Air Fryer Salt and Vinegar Potato Chips

1. Slice the Potatoes

  • Wash and scrub the potatoes well (no need to peel).
  • Slice very thin — about 1/16-inch thick. A mandoline slicer works best for uniform slices.

2. Soak in Vinegar

  • Place potato slices in a saucepan and cover with vinegar.
  • Bring to a light simmer, then remove from heat.

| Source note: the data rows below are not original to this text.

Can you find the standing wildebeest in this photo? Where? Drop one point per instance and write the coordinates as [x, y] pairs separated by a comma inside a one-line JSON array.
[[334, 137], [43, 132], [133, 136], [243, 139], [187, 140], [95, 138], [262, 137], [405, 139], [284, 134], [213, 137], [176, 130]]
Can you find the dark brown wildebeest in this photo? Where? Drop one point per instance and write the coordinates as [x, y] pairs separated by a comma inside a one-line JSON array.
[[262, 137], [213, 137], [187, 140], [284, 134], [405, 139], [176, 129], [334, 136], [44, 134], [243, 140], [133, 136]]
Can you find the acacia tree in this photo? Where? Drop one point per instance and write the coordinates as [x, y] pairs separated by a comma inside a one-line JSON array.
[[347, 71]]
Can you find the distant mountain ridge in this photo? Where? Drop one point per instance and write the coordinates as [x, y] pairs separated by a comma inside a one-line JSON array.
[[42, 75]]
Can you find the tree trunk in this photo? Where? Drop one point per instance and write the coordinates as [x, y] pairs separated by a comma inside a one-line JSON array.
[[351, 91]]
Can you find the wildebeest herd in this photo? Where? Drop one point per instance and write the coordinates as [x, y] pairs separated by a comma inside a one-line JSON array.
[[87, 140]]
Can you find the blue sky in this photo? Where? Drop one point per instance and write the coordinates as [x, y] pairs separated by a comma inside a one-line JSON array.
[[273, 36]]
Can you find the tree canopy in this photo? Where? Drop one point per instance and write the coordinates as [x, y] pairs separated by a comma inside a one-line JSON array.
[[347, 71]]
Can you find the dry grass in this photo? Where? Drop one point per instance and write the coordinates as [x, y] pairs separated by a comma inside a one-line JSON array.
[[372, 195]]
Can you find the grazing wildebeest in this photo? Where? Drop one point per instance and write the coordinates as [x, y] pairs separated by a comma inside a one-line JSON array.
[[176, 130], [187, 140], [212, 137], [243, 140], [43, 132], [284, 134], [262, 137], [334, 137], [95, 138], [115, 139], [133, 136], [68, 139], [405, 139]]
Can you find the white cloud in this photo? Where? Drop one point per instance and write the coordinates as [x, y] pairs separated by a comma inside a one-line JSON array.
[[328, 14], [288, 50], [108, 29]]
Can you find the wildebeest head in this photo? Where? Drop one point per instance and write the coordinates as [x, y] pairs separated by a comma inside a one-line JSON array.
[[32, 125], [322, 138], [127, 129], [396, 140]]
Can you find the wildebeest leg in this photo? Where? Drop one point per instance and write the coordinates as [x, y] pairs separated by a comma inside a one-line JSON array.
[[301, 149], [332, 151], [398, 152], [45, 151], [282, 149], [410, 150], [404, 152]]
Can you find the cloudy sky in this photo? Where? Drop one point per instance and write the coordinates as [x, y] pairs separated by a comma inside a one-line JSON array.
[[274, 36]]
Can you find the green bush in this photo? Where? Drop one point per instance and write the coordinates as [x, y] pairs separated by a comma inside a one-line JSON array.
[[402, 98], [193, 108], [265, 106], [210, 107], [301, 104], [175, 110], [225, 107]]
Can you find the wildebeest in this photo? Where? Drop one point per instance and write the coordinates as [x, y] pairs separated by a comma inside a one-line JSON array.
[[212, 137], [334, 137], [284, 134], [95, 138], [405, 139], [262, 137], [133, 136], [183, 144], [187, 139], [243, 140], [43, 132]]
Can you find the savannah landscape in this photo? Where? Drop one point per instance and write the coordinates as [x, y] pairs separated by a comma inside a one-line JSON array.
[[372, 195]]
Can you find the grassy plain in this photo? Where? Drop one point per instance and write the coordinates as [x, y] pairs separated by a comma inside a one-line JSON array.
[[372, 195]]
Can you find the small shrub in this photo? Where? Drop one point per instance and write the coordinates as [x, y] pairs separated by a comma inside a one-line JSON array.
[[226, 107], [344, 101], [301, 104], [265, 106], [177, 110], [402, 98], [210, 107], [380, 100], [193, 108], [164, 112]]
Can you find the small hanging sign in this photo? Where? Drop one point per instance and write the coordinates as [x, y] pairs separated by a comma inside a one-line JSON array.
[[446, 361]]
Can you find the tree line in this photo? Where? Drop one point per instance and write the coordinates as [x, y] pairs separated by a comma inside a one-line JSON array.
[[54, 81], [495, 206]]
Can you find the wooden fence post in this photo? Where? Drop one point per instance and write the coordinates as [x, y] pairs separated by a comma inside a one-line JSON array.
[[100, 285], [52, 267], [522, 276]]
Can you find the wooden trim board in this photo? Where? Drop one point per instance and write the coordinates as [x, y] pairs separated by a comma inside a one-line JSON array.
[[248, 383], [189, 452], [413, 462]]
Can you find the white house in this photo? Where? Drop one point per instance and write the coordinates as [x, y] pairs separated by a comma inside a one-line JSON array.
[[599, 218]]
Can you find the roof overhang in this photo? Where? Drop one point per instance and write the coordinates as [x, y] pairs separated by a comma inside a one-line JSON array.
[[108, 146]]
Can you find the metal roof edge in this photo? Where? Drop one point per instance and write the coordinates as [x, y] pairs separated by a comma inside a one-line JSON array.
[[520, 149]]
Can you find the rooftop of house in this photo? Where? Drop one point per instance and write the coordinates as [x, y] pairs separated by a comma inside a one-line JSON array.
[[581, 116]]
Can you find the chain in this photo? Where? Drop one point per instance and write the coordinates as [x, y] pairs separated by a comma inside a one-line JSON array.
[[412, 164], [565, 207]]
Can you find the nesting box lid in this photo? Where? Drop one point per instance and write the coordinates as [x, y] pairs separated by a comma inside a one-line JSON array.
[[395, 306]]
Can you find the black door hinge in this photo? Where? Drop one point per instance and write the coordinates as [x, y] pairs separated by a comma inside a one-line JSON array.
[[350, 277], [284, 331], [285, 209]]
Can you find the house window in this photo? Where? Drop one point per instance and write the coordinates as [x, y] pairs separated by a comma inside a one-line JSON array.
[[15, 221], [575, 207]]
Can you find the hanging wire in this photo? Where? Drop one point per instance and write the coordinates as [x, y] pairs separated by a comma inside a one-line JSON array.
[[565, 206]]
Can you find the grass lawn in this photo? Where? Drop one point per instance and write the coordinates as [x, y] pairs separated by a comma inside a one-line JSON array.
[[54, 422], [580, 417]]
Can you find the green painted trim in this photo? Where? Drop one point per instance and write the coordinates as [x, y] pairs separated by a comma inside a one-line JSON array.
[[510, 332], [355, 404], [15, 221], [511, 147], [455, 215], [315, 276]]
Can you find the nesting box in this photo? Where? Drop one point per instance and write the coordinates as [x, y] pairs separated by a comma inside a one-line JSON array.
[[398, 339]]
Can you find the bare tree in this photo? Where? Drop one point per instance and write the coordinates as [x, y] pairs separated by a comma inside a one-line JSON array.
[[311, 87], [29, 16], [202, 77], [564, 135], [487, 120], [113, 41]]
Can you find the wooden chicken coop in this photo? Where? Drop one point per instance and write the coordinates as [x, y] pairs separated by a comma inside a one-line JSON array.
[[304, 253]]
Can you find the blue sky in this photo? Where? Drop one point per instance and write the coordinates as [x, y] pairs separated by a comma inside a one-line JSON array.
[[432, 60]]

Let them soak for 15–20 minutes.
    This infuses that signature tangy flavor right into the potatoes.

3. Dry the Slices

  • Drain and pat the slices thoroughly dry with a kitchen towel or paper towels.
  • Drying is key to getting that crisp finish.

4. Season and Oil

  • Toss slices with olive oil and a generous sprinkle of salt.
  • Add any optional spices at this stage.

5. Air Fry

  1. Preheat the air fryer to 375°F (190°C).
  2. Arrange slices in a single layer (you may need to cook in batches).
  3. Air fry for 12–15 minutes, flipping or shaking halfway through, until golden and crispy.

6. Cool & Crisp

  • Remove and let chips cool slightly — they’ll crisp up even more as they rest.

Serving Ideas

  • Enjoy as a snack straight from the basket.
  • Pair with sandwiches, burgers, or hot dogs.
  • Serve with a creamy dip like ranch or garlic aioli to balance the tang.

Tips & Variations

  • Extra Vinegar Kick: Sprinkle malt vinegar powder or a light mist of vinegar right after frying.
  • Thicker Kettle-Style Chips: Slice a little thicker and cook 2–3 minutes longer.
  • Spicy Tang: Add cayenne pepper or chili flakes for a fiery version.
  • Sweet & Sour Twist: Try with sweet potatoes and balsamic vinegar for a gourmet upgrade.

Final Thoughts

These Air Fryer Salt and Vinegar Potato Chips are crispy, zesty, and so addictive you’ll wonder why you ever bought the bagged version. With a handful of ingredients and just a little patience, you get a guilt-free snack that’s every bit as satisfying — and customizable to your tangy heart’s desire.